Europe goes in lockdown: countries close their borders, chains close their stores. Measures against the spread of the coronavirus become more drastic, but differ in each country. How will retailers cope?
Belgium and Germany close stores
Belgium and Germany are the latest to order all non-essential stores to close. Just like Italy, Spain, France and now even Switzerland, they are forcing all non-food stores to close as part of a lockdown. The United Kingdom and the Netherlands, countries where the governments expressed hope that 60 % of the population become infected sooner rather than later as part of the “herd immunity” goal, have become islands in a European closed-down sea.

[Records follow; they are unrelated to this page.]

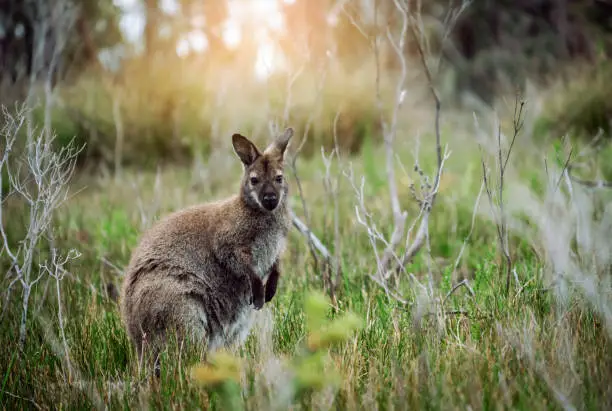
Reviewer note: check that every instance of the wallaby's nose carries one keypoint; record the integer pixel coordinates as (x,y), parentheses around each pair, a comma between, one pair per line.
(269,201)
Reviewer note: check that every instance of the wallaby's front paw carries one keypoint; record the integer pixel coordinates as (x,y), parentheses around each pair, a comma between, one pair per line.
(258,292)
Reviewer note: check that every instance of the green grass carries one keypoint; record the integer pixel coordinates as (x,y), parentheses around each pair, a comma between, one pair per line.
(496,356)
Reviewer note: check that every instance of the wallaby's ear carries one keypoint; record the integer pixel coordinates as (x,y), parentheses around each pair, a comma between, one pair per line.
(246,150)
(280,144)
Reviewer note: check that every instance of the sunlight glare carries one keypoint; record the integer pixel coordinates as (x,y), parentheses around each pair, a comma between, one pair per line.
(182,48)
(232,35)
(197,41)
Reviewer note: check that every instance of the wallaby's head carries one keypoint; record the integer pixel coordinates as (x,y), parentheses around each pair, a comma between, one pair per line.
(263,186)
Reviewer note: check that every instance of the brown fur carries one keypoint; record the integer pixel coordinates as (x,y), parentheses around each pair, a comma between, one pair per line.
(200,271)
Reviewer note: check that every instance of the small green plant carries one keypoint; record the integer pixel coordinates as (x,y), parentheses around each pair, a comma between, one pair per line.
(309,367)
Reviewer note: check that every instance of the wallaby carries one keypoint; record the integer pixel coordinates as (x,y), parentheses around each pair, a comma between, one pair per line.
(200,271)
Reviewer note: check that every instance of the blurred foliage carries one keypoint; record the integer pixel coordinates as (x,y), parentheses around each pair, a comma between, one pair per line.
(310,366)
(139,104)
(581,106)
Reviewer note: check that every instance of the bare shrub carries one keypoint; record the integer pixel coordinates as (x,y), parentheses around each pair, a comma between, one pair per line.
(38,178)
(390,259)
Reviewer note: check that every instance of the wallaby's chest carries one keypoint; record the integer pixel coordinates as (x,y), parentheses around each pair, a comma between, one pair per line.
(266,248)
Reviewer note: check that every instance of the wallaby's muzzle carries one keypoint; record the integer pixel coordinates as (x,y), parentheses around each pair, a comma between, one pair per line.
(269,200)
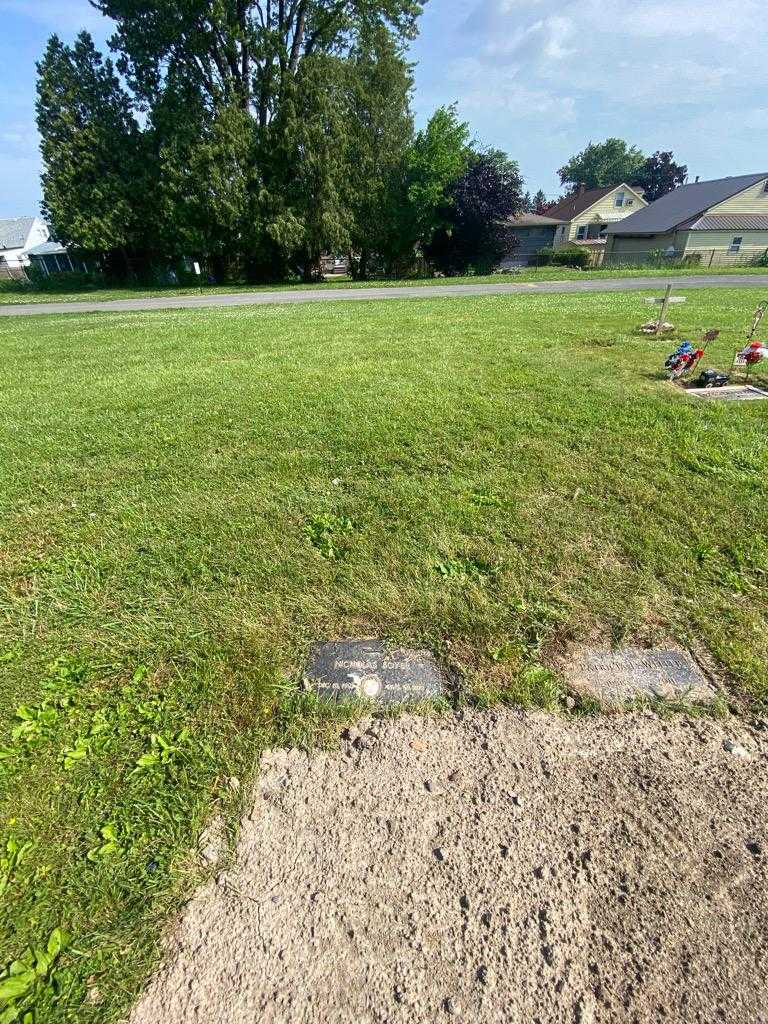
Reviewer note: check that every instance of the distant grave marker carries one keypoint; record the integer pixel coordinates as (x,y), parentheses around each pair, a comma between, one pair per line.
(616,677)
(660,325)
(732,392)
(370,670)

One thing that is already banned in the Netherlands, but which is still allowed in many European countries, is restaurant takeaway. Home deliveries are booming in the Dutch market, but most companies opt for a ‘contactless’ delivery where the orders are left at the front door. This method has already been adopted by online supermarkets like Albert Heijn’s, and pizza chains like Domino’s.
Major companies are following suit: Nike and Apple have closed all their stores outside of China, while Primark was forced to close so many stores that trading in shares of its owner AB Foods was suspended for a while. Other companies keep their stores open but close their headquarters, as is the case with Ikea in Sweden and (again) Nike’s European headquarters in the Netherlands.
One by one, European countries close their borders – spreading from Eastern Europe to Germany and France now. The main target is keeping out infected people, but putting a stop to cross-border hoarders is a welcome added bonus. The side effect that border checks are hindering European freight traffic, an issue that logistical service suppliers urge governments to solve.